Idaho Legislature
- Long title AN ACT RELATING TO INDECENT EXPOSURE; AMENDING SECTION 18-4116, IDAHO CODE, TO REVISE PROVISIONS REGARDING INDECENT EXPOSURE; AND DECLARING AN EMERGENCY. ;
- Territorial extent: Idaho
- Enacted by: Idaho House of Representatives
- Enacted by: Idaho Senate
- Signed by: Brad Little
- Signed: March 26, 2025
- Effective: March 26, 2025

Legislative history

Initiating chamber: Idaho House of Representatives
- Introduced by: Jeff Cornilles
- Introduced: February 18, 2025
- First reading: February 18, 2025
- Second reading: February 27, 2025
- Third reading: February 28, 2025
- Voting summary: 59 voted for; 8 voted against; 3 absent;

Revising chamber: Idaho Senate
- Received from the Idaho House of Representatives: March 3, 2025
- First reading: March 3, 2025
- Second reading: March 19, 2025
- Third reading: March 24, 2025
- Voting summary: 28 voted for; 6 voted against; 1 absent;

Summary
- Modifies Idaho's indecent exposure laws to consider toplessness a misdemeanor, as well as genitalia-related objects on public display.

= Idaho House Bill 270 =

2025 Idaho indecent exposure law

Idaho House Bill 270 (HB 270) is a 2025 law in the state of Idaho that revises the state's indecent exposure law.
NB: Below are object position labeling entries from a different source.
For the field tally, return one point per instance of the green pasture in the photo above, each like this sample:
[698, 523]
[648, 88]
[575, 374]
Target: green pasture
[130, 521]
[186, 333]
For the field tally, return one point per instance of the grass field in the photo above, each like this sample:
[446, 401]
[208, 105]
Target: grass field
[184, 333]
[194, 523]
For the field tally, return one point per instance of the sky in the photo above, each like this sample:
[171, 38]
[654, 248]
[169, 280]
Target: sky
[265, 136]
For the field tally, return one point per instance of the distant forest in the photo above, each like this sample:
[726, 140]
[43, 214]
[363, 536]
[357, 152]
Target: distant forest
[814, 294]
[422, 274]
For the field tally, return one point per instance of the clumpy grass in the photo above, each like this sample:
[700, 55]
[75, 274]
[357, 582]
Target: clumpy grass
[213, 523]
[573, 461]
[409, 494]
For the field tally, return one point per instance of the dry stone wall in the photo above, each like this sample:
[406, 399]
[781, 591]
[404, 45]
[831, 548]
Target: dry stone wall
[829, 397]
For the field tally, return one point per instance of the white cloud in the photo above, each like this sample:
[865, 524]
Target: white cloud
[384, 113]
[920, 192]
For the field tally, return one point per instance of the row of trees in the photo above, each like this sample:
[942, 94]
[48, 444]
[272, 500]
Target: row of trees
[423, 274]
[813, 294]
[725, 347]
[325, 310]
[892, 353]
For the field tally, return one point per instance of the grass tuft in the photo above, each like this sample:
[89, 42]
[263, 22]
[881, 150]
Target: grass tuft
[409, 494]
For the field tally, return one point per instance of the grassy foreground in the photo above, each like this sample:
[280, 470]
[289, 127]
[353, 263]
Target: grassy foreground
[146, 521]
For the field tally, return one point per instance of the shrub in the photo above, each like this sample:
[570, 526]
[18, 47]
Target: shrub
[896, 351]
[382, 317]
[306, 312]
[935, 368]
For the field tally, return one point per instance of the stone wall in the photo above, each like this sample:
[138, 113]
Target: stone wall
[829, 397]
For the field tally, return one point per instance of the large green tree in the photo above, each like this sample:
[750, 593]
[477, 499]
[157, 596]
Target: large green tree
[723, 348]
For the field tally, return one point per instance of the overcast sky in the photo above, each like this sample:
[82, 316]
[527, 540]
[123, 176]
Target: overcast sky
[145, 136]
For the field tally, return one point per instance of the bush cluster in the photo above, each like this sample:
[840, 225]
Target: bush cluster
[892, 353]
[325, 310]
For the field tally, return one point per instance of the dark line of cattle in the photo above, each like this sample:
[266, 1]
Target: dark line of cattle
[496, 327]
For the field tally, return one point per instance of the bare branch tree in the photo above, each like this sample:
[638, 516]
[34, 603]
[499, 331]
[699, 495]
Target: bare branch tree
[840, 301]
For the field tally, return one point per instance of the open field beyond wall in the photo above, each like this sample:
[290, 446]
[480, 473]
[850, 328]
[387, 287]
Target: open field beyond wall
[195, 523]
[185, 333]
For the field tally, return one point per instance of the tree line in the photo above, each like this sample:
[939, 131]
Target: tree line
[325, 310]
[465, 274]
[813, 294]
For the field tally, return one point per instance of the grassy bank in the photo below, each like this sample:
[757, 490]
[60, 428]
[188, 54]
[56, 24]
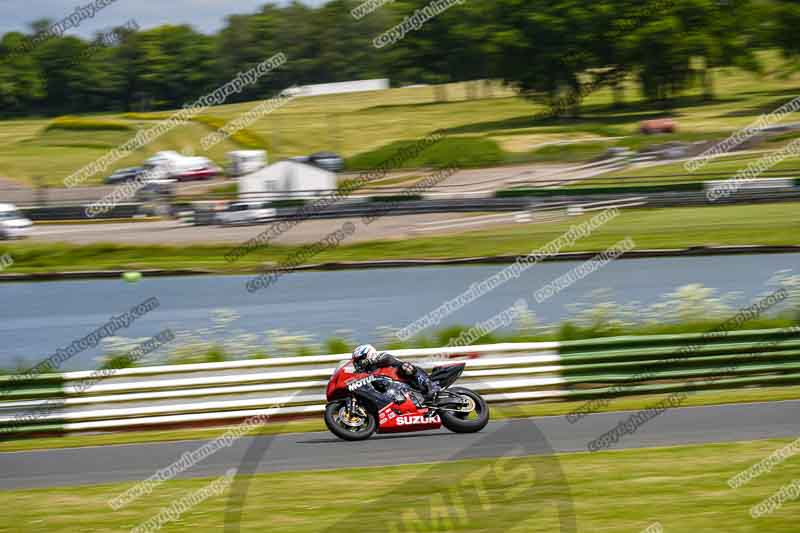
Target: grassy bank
[497, 128]
[682, 488]
[764, 224]
[499, 412]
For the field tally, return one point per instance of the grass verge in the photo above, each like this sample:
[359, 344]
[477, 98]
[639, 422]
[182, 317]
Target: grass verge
[762, 224]
[316, 424]
[683, 488]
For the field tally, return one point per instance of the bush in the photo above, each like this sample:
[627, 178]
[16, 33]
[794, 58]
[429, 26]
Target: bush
[148, 116]
[243, 137]
[450, 151]
[87, 124]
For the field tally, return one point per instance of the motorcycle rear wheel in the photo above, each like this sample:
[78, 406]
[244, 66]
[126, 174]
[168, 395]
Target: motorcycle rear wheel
[459, 422]
[334, 420]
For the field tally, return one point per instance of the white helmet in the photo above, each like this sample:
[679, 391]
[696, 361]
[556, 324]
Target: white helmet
[364, 353]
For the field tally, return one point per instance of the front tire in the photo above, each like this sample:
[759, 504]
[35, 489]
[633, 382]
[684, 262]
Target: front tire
[334, 419]
[461, 422]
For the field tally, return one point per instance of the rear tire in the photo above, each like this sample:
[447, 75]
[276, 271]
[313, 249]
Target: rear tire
[457, 423]
[341, 430]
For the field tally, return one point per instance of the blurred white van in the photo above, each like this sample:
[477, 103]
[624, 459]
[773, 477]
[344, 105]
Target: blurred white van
[13, 225]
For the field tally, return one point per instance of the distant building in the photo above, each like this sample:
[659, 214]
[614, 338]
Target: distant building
[339, 88]
[286, 179]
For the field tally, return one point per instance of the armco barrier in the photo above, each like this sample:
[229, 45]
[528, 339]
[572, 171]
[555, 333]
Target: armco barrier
[166, 396]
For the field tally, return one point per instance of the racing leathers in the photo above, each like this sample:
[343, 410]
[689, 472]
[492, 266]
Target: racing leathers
[416, 377]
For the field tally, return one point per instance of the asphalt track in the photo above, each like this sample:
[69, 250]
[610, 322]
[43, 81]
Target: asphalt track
[306, 451]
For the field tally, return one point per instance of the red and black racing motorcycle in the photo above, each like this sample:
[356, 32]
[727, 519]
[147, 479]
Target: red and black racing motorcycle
[360, 404]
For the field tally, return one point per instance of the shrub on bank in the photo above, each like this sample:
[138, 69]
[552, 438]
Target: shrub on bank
[71, 123]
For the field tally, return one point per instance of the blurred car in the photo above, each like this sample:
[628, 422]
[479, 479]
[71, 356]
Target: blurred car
[326, 160]
[13, 225]
[249, 212]
[241, 162]
[124, 174]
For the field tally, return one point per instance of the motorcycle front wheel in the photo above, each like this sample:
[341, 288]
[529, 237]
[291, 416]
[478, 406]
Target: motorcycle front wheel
[350, 426]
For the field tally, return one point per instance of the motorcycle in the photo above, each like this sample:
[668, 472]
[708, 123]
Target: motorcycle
[361, 404]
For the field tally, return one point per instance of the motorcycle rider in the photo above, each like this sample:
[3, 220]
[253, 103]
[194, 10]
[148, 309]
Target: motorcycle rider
[367, 359]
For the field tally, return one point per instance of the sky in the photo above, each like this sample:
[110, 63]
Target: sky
[205, 15]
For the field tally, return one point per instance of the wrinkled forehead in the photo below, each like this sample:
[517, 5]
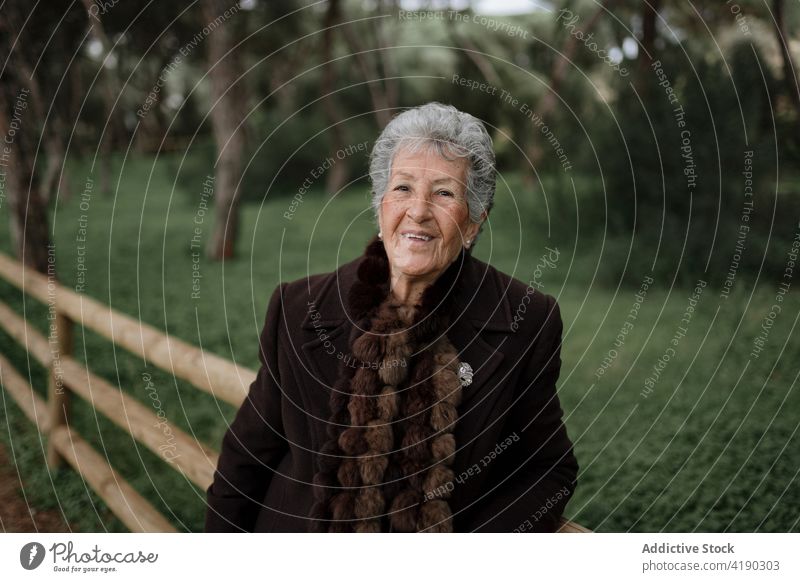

It was signed into law by Governor Brad Little on March 26, 2025 and entered into legal force immediately through an emergency clause.

House Bill 270 has been criticized as being anti-transgender. According to the author of HB 270, Jeff Cornilles, it was introduced in part due to the Canyon County Pride Festival in 2024.

== Provisions ==
House Bill 270 considers exposing breasts as a misdemeanor. It includes a provision affecting transgender women, stating that exposed breasts that have been hormonally or medically altered also count as a misdemeanor. It separately considers "truck nuts" or other genitalia-related products on public display as a misdemeanor as well. Anybody actively breastfeeding a baby, even in public, is exempt from the law. If somebody is charged with three misdemeanors under the law within 5 years of each other could be charged as a felony and sentenced to five years in prison.